Troubleshooting Controller Unrecoverable Errors in Sun Storage SE3000 Arrays

Asset ID:	1-75-1314607.1
Update Date:	2017-10-01
Keywords:

Solution Type Troubleshooting Sure

Solution 1314607.1 : Troubleshooting Controller Unrecoverable Errors in Sun Storage SE3000 Arrays

Applies to:

Sun Storage 3310 Array - Version Not Applicable and later
Sun Storage 3510 FC Array - Version Not Applicable and later
Sun Storage 3511 SATA Array - Version Not Applicable and later
Sun Storage 3320 SCSI Array - Version Not Applicable and later
Information in this document applies to any platform.

Purpose

Controller Unrecoverable Error codes may be reported in the event log of SE3000 arrays, starting with firmware version 4.21.

The event log will report something similar to....

Wed June 4 13:12:22 2012
[Secondary] Alert
ALERT: Controller Unrecoverable Error 0001 00000000 00000000 45754677

The first field contains: 0001, indicating a multi-bit memory error.
The last field: 45754677, reflects a date field in hexadecimal.

The Controller Unrecoverable Error event containing the error codes is written to the array event log when the affected controller restarts. Because there may be multiple reboots, the same event may be written to the event log multiple times.

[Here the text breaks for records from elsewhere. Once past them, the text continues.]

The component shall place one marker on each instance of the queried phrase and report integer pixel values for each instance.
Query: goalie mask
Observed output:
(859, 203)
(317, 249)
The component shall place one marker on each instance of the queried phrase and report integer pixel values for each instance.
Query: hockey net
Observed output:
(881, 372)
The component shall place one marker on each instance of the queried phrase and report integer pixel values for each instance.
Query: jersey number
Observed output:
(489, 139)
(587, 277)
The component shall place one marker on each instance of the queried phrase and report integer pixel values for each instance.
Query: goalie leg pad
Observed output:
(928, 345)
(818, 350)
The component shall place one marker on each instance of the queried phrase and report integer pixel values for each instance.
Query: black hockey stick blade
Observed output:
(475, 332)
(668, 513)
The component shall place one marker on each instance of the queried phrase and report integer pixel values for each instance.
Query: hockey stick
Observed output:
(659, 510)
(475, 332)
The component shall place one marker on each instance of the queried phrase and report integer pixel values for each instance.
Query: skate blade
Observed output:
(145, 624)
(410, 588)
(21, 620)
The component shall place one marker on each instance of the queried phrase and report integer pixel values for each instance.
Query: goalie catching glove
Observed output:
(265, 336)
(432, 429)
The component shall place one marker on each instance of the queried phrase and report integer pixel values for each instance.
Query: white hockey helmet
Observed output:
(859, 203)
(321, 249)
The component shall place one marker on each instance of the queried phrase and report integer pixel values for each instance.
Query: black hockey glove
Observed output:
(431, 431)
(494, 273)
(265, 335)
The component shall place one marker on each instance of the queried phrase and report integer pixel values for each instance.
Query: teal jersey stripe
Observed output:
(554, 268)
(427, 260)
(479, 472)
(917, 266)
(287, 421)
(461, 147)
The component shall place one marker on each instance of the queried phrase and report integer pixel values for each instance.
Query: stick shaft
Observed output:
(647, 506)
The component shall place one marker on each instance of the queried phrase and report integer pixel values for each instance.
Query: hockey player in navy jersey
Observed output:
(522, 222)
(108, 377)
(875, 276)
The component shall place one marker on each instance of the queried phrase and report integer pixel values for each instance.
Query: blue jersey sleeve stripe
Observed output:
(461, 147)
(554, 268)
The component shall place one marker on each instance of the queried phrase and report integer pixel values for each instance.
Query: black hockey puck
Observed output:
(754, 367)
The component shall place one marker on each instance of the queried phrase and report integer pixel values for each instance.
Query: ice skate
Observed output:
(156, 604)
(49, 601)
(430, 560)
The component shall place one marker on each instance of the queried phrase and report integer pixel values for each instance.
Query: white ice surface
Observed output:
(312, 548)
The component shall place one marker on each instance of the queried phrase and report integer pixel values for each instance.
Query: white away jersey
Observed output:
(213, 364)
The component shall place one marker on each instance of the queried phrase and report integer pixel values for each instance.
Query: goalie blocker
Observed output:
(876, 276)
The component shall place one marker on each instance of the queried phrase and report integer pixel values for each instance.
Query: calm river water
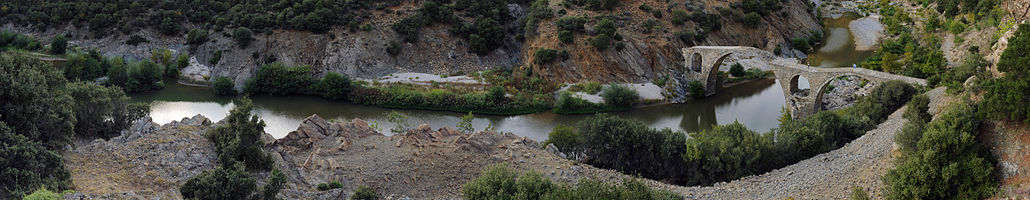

First Field Error Code	Error
0000	PCI Parity Error
0001	Multi-bit memory Error
0002	Hardware Error
0003	DSI exception
0004	Illegal Request

The error codes above give some more information about why the controller rebooted.

Troubleshooting Steps

1. See if you have any "Controller Unrecoverable Errors" in the event log. Use sccli to generate a complete list of logs. Use the appropriate sccli command based upon your management connection to the array.

sccli> show events (if you only have in-band management)
sccli> show persistent (if you have out of band management configured)

For example. (parsed output)

sccli> show events
   Wed June 4 13:12:22 2012
   [Secondary] Alert
   ALERT: Controller Unrecoverable Error 0001 00000000 00000000 45754677

If yes, continue to step 2.

2. Determine if the array is a single or dual raid controller array. You can use the sccli utility, or visually inspect the array.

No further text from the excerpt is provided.